The two companies he mentioned are Vistra and NRG.
Melissa Smith lives in the Dallas area, and she’s a customer of TXU Energy, a Vistra subsidiary.
After her pipes burst — causing her home to flood — in mid-February, she heard about a friend whose utility company pulled thousands of dollars out of their banking account through autopay. Smith asked her husband to check their electricity bill.
“It was $1,800 for the month,” she said. “Which is just ridiculous.”
That’s more than double what her family pays in a normal month. TXU said part of that figure is just an estimate for how much the Smith’s would owe for the full month. But the bill also reflected increased electricity use during the extreme cold.
The unusually high demand from Smith and millions of other Texans — coupled with a lack of supply as generators were knocked offline — led to a huge surge in the cost of power for electricity providers, like TXU Energy.
The increasing concerns about market consolidation could be alleviated by retroactively lowering the price of electricity.
During the power outages, the Public Utility Commission of Texas (PUC) allowed the cost of wholesale electricity to spike to its maximum level of $9,000, and the agency also removed a kind of “circuit breaker” that could have forced the price to drop sooner than it did.
“In retrospect, that was a bad decision,” said Beth Garza, who served as independent market monitor until 2019, when she says the PUC pushed her out during contract negotiations.
“In my opinion, the removal of that circuit breaker led to much higher prices in the wholesale market than were necessary,” she said.

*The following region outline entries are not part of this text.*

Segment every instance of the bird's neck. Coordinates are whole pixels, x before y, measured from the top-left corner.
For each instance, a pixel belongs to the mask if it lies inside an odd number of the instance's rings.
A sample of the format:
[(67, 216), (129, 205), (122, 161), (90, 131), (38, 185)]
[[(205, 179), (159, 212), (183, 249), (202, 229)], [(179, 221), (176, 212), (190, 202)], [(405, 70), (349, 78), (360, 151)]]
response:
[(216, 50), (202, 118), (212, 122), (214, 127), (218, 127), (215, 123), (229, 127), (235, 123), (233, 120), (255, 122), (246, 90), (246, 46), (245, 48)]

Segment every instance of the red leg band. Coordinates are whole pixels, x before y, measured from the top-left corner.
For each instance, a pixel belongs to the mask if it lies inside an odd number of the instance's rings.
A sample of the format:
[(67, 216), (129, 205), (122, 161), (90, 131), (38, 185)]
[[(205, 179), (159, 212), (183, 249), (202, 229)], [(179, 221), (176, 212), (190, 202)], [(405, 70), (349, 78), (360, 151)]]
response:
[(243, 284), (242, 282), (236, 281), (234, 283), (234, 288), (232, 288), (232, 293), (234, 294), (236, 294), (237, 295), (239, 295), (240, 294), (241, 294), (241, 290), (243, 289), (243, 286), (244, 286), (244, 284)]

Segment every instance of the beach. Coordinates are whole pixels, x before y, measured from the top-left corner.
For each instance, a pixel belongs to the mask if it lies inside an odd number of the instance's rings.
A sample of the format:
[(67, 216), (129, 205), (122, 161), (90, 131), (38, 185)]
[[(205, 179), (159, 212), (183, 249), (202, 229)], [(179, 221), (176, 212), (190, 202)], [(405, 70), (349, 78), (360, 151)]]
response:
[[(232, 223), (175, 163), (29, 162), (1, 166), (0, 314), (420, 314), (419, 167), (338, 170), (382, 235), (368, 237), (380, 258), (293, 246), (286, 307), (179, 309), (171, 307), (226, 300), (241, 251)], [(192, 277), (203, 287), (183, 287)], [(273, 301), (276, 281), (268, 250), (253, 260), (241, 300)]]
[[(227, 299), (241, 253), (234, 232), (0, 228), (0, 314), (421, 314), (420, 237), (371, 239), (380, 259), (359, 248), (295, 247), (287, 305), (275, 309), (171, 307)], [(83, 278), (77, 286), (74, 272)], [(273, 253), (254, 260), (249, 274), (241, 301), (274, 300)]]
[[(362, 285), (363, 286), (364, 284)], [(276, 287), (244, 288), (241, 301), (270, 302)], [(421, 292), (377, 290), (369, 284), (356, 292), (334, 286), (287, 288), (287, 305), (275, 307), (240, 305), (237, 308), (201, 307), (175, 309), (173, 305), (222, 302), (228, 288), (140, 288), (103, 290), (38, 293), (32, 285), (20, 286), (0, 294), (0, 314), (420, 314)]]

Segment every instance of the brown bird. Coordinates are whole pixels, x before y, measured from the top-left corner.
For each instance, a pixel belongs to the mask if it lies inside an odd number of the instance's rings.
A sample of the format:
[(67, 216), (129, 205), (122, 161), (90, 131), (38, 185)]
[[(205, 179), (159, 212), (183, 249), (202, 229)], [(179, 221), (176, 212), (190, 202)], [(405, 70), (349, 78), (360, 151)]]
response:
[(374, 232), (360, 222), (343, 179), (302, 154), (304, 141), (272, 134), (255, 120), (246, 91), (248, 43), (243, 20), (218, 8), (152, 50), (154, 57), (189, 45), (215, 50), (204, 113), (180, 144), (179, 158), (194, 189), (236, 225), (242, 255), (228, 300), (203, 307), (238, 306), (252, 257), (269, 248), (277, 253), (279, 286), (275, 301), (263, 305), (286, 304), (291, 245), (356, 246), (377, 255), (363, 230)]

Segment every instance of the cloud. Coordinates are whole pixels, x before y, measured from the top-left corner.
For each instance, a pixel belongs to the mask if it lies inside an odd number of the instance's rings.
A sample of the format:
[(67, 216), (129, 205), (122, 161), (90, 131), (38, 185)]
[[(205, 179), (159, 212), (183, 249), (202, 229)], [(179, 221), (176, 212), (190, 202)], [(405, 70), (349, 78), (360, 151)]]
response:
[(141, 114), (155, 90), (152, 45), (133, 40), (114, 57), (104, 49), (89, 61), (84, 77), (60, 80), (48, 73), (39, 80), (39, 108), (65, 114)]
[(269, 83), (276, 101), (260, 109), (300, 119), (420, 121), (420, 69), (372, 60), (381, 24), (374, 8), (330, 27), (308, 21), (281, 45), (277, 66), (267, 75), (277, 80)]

The current independent market monitor, which is tasked with watching for companies that break market rules, advised the PUC to retroactively lower the price, arguing that it remained too high for too long. The PUC declined to do so.
Now, many smaller companies and cooperatives are expected to go out of business because of those costs — and their consumers are likely to get scooped up by the larger companies.

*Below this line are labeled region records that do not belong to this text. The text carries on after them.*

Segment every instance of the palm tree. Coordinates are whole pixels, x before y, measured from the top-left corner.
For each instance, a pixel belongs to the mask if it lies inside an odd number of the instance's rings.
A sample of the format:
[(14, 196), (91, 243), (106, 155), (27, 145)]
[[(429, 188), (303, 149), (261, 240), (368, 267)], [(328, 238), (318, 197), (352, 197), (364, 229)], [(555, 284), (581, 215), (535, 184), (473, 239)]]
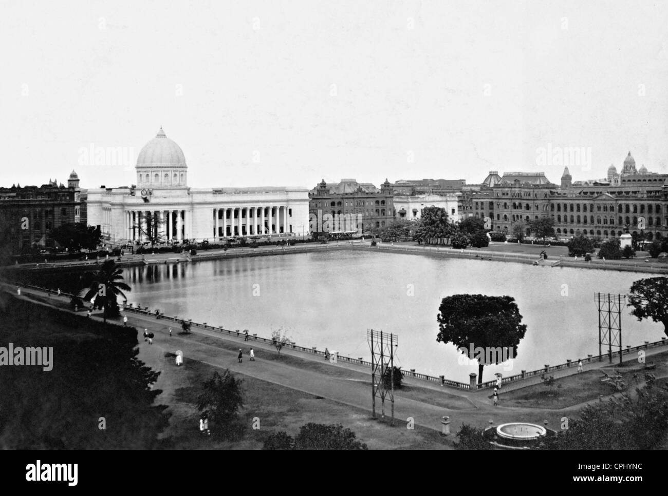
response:
[(107, 306), (110, 301), (116, 303), (119, 295), (127, 299), (127, 297), (122, 290), (126, 291), (132, 290), (130, 286), (121, 282), (123, 279), (121, 275), (122, 273), (123, 269), (117, 267), (116, 262), (113, 260), (106, 261), (100, 271), (93, 275), (90, 288), (84, 297), (86, 300), (90, 300), (93, 297), (97, 299), (98, 297), (102, 298), (104, 305), (102, 317), (104, 323), (107, 323)]

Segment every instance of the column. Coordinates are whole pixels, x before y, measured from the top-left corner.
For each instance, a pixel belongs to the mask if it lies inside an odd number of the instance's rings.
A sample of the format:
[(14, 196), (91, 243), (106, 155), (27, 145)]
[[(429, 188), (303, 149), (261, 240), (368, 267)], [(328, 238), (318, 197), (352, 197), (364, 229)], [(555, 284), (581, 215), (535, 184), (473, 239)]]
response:
[(218, 241), (218, 209), (213, 209), (213, 237), (214, 242)]

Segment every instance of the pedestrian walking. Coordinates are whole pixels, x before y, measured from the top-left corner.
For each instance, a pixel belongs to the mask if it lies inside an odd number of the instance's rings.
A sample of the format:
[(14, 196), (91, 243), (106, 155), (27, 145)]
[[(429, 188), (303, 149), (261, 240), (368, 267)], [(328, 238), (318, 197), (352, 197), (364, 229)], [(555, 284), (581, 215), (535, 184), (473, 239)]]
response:
[(211, 435), (211, 433), (208, 430), (208, 419), (206, 418), (206, 415), (204, 415), (200, 419), (200, 432), (202, 435)]

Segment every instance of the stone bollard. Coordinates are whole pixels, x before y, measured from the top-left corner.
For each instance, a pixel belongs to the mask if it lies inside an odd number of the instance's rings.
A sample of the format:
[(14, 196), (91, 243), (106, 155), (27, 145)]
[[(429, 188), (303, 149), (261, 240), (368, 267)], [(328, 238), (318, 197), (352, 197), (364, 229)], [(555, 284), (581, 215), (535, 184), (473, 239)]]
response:
[(448, 436), (450, 435), (450, 417), (448, 415), (444, 415), (443, 417), (443, 420), (441, 421), (442, 431), (441, 434), (444, 436)]

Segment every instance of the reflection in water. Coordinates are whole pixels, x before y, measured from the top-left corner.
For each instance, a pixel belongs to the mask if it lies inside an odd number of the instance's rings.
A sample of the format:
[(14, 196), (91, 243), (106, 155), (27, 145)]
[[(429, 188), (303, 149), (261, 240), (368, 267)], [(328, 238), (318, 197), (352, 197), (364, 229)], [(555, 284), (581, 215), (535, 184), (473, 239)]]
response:
[[(468, 382), (469, 373), (477, 373), (477, 367), (458, 361), (454, 345), (436, 342), (436, 315), (444, 297), (470, 293), (515, 298), (526, 335), (512, 365), (485, 367), (484, 378), (489, 379), (495, 372), (509, 375), (597, 353), (594, 293), (625, 294), (633, 281), (648, 277), (358, 251), (125, 270), (133, 289), (129, 301), (167, 315), (248, 329), (261, 336), (283, 327), (302, 346), (327, 347), (365, 359), (370, 357), (367, 329), (383, 330), (398, 335), (397, 357), (405, 370), (444, 374), (462, 382)], [(622, 323), (624, 345), (665, 335), (661, 325), (638, 322), (627, 311)]]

“It is a very serious problem,” said Peter Cramton.
Cramton is an economics professor at University of Cologne, and he spent more than five years on the board of directors for the Electric Reliability Council of Texas, more commonly known as ERCOT — the operator of the Texas grid. He resigned in February amid political turmoil after the outages.
He said it will be a problem if the electricity market in Texas becomes even more consolidated.
“It is what led — what leads, in banking, to the problem of ‘too big to fail,’ where the one or two or three banks that remain standing are huge monsters that can't fail,” he said. “And what that does is it destroys the incentives for good behavior.”
Vistra and NRG responded to questions about consolidation with statements on behalf of their subsidiaries. Both said that customers of companies that go bankrupt are free to switch to another provider at any time.